Theatre in Wales

Theatre, dance and performance reviews

Could have been so much better...

Romeo and Juliet

Wales Theatre Company , New Theatre Cardiff , October-17-08
Romeo and Juliet by Wales Theatre Company If ever a production were to strike an unsettled chord then Michael Bogdanov’s new Romeo and Juliet is the one. With their experience and reputation my expectations of this production were high. However, from the onset an air of discontent settled within the restless auditorium of the New Theatre, lifting occasionally but never clearing.

This production has been given its own identity; effectively updated and made suitably accessible to a younger audience. The set was both attractive and effective – the elegant contextual photographs projected onto the backdrop at times providing the visual highlight of some of the more testing scenes. The dominance of a clinical silver staircase, used predominantly for continuity and structure worked well, allowing the production the opportunity to thrive on its own simplicity.

I feel that where this production fell down was on its level of performance. Whilst his undeniable enthusiasm was somewhat charming, the pint-sized Jack Ryder is not a natural Shakespearean performer. He has undoubtedly worked at this role and handled moments of aggression with ease. However, sadly his performance was absent of any poetic quality and emotion, stripping the production of some of its most beautiful moments. There was undoubtedly more tenderness in Sara Lloyd-Gregory’s Juliet, yet I still felt she was lost within her characters shell – trying vigorously to fulfil her own expectations but sadly never reaching her evident potential.

There were moments of comic excellence especially from Russell Gomer as the foolish Mercutio and also Christine Pritchard as the excitable and emotional nurse. However, these brief interludes did not mask the empathetic void which unfortunately dominated this performance. At no point did I feel the true rivalry between the two families; in fact I even struggled to maintain identification of the key family members. This was not helped by the accentual shift of Lord Capulet – in the second act he seemed to adopt a rough northern accent that was either incredibly faint or totally absent from his first act performance.

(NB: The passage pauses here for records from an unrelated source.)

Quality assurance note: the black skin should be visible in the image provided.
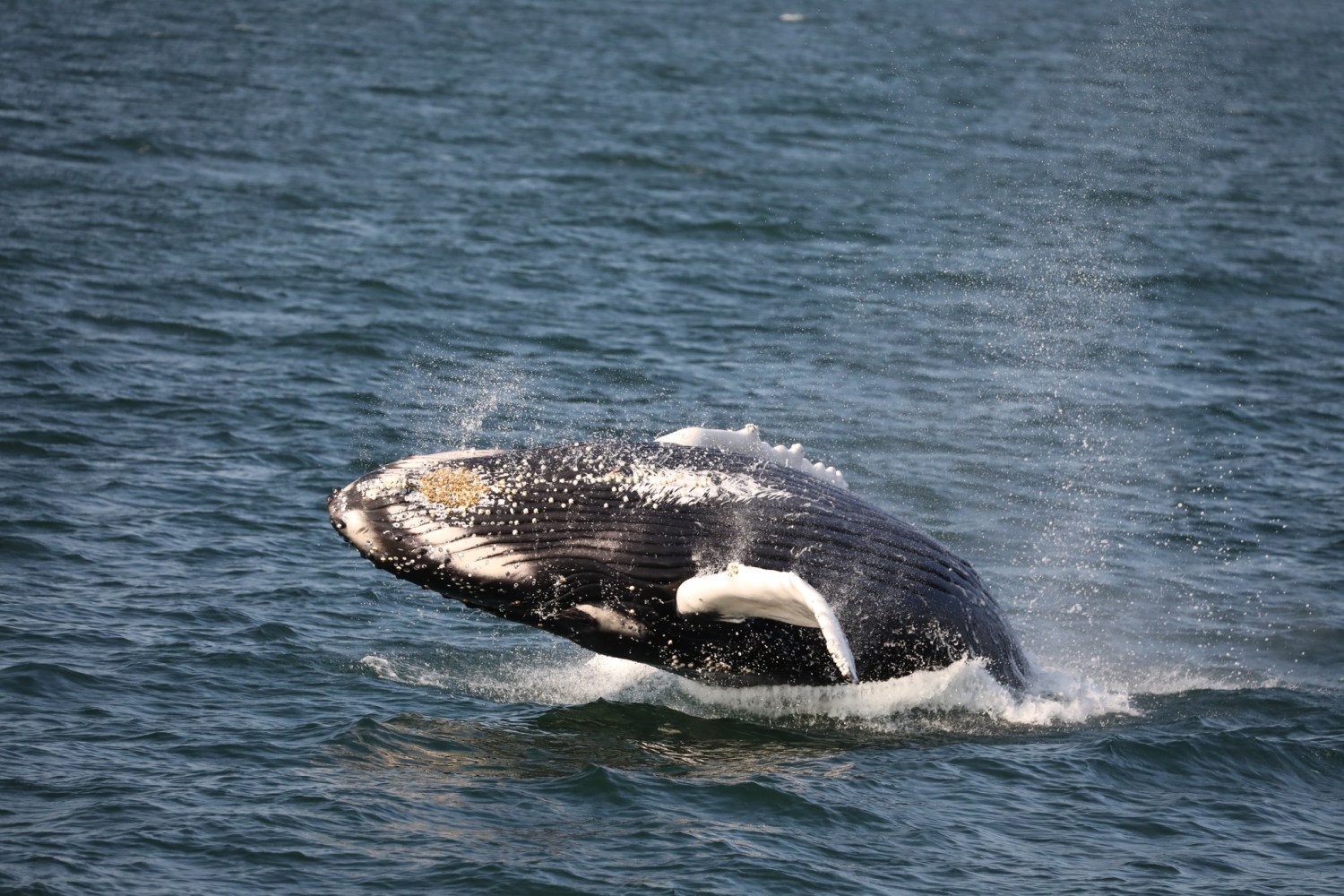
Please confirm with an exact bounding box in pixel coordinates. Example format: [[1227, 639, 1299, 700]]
[[328, 442, 1029, 688]]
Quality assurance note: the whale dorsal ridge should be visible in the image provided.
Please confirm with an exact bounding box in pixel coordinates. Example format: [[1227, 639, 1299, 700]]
[[676, 563, 859, 684], [655, 423, 849, 489]]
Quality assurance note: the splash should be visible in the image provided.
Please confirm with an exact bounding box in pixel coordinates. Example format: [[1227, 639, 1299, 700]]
[[360, 654, 1139, 732]]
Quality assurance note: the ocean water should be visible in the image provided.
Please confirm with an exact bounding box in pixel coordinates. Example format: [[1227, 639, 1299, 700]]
[[0, 0, 1344, 896]]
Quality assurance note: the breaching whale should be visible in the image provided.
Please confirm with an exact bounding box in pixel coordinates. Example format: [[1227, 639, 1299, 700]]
[[328, 426, 1029, 686]]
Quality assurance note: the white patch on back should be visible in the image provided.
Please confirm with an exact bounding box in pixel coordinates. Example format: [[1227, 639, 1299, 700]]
[[676, 563, 859, 684], [655, 423, 849, 489], [629, 463, 793, 504]]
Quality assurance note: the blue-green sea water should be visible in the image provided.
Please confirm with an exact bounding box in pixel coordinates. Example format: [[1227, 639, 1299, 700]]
[[0, 0, 1344, 896]]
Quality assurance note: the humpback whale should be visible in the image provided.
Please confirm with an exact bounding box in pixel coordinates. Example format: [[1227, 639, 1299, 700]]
[[328, 426, 1029, 688]]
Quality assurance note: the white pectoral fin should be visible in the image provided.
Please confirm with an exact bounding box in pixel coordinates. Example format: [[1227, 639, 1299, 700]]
[[676, 563, 859, 684]]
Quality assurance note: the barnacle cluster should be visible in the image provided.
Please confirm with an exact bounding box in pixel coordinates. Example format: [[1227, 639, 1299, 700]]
[[416, 466, 489, 511]]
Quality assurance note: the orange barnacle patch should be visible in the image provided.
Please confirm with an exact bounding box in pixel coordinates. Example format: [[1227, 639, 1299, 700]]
[[416, 466, 489, 511]]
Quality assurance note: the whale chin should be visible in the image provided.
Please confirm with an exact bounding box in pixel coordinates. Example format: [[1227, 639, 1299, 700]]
[[328, 427, 1027, 686]]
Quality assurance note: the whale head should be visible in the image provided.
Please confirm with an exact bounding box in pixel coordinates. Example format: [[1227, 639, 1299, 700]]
[[327, 452, 545, 616]]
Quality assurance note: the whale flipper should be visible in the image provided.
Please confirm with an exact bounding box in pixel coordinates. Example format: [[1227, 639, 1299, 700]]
[[676, 563, 859, 684]]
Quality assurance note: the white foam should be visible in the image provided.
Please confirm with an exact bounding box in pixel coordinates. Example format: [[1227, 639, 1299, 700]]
[[360, 649, 1139, 732]]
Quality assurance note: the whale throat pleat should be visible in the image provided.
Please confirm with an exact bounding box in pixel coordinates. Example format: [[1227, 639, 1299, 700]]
[[676, 563, 859, 684]]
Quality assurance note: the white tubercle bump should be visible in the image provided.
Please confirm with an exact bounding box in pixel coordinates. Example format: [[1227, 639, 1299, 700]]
[[655, 423, 849, 489]]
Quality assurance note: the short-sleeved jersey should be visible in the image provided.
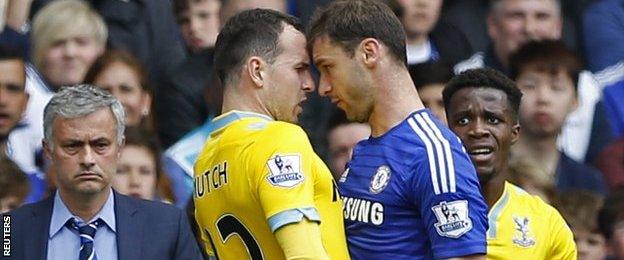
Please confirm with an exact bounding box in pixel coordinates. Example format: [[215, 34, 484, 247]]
[[338, 109, 487, 259], [487, 182, 577, 259], [193, 111, 349, 259]]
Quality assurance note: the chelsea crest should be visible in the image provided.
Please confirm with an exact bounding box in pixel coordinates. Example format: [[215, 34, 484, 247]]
[[368, 165, 390, 194]]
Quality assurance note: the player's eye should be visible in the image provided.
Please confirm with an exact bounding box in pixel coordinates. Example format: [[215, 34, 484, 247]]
[[457, 117, 470, 125], [487, 117, 500, 125]]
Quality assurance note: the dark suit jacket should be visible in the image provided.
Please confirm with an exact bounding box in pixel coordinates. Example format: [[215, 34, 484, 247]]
[[0, 192, 202, 260]]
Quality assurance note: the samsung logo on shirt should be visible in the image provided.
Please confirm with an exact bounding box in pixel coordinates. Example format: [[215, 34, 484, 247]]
[[342, 196, 384, 226]]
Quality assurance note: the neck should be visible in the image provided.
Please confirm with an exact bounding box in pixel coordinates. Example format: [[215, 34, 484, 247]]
[[406, 34, 429, 45], [0, 137, 8, 156], [481, 170, 508, 210], [221, 86, 275, 118], [59, 187, 112, 222], [368, 66, 424, 137]]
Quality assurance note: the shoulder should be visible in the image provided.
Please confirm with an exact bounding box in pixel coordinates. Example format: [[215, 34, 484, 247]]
[[0, 197, 53, 227], [509, 183, 559, 216], [265, 121, 307, 137], [115, 193, 183, 220], [247, 121, 309, 147]]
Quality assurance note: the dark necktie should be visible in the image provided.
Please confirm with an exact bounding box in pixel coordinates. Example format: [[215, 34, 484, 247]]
[[67, 218, 102, 260]]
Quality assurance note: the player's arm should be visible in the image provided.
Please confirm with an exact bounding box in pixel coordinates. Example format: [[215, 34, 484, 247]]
[[275, 219, 329, 260], [449, 255, 485, 260], [549, 208, 577, 260], [249, 124, 328, 259]]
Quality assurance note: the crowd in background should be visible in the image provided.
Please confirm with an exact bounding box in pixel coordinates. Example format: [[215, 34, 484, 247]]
[[0, 0, 624, 259]]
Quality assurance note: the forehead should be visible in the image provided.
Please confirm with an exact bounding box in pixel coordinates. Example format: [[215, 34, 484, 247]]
[[0, 59, 26, 82], [52, 107, 117, 140], [312, 35, 345, 63], [448, 87, 509, 113], [496, 0, 559, 13], [278, 25, 308, 60], [518, 65, 572, 82], [190, 0, 221, 12]]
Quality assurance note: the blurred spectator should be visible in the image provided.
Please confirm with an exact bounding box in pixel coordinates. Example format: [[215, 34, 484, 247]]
[[596, 136, 624, 190], [455, 0, 563, 75], [509, 158, 557, 204], [455, 0, 613, 166], [32, 0, 108, 91], [154, 48, 214, 148], [112, 127, 175, 203], [11, 0, 108, 175], [163, 73, 223, 208], [598, 189, 624, 260], [31, 0, 186, 91], [440, 0, 490, 52], [0, 155, 30, 214], [327, 110, 371, 181], [583, 0, 624, 137], [443, 68, 577, 259], [154, 0, 286, 148], [389, 0, 472, 65], [583, 0, 624, 73], [221, 0, 287, 21], [173, 0, 223, 53], [557, 190, 607, 260], [511, 41, 607, 194], [408, 62, 453, 124], [0, 0, 32, 57], [0, 46, 46, 203], [84, 50, 154, 131]]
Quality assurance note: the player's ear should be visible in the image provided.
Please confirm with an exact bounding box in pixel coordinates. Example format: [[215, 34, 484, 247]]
[[359, 38, 381, 67], [245, 56, 266, 88], [511, 122, 520, 144]]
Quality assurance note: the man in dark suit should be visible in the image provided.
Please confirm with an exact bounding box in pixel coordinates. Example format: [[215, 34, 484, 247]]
[[2, 85, 202, 260]]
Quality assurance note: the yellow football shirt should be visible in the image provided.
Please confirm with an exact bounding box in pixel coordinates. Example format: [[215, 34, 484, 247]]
[[487, 182, 577, 260], [193, 111, 349, 259]]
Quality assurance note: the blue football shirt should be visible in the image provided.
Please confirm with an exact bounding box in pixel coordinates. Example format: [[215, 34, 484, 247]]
[[338, 109, 488, 259]]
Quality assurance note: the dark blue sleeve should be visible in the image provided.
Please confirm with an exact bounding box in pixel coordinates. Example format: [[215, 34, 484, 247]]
[[412, 133, 488, 259]]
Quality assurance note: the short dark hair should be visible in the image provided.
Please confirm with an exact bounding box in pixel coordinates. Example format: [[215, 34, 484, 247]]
[[173, 0, 190, 19], [84, 50, 153, 94], [214, 8, 303, 87], [407, 62, 454, 89], [510, 40, 583, 90], [307, 0, 407, 66], [125, 127, 175, 202], [598, 188, 624, 240], [442, 68, 522, 120]]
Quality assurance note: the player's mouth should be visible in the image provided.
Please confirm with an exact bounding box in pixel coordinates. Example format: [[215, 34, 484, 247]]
[[128, 192, 142, 199], [467, 145, 494, 164], [0, 112, 11, 126], [76, 171, 102, 181]]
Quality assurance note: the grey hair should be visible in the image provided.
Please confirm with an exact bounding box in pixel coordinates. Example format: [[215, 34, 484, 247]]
[[43, 84, 125, 149], [489, 0, 562, 16]]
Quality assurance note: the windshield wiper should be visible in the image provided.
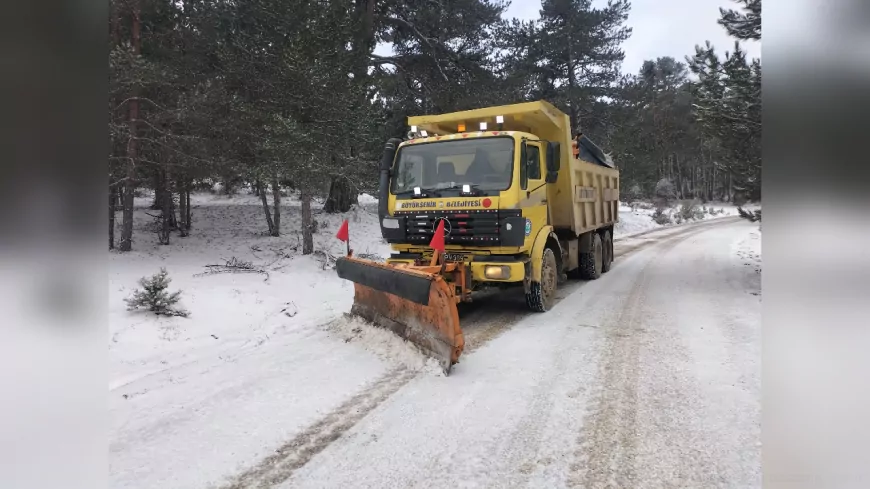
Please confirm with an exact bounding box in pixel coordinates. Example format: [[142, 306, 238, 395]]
[[444, 183, 483, 195], [394, 188, 441, 199]]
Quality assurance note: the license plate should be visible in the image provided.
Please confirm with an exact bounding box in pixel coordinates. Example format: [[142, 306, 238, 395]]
[[444, 253, 465, 261]]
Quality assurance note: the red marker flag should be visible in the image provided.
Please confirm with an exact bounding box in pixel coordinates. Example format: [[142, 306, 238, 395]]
[[335, 219, 350, 242], [429, 219, 444, 253]]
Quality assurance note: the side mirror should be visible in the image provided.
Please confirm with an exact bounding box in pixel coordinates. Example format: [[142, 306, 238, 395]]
[[547, 141, 562, 172]]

The final scene – a press conference gathered around the towering golden statues of our lost lovers displayed what I wish there had been more of in this production. It was artistic, imaginative and expressive, capturing many of the elements that had been disappointingly absent throughout the rest of the evening.

The most frustrating thing about this production was that I always felt it could have been much better – the talent and imagination were there, they just never materialised in enough depth to impact on the audience. One critic described this show as ‘amateurish’ – that it was not. This was a talented ensemble, directed by an undoubtedly talented individual, but sadly it left me feeling empty.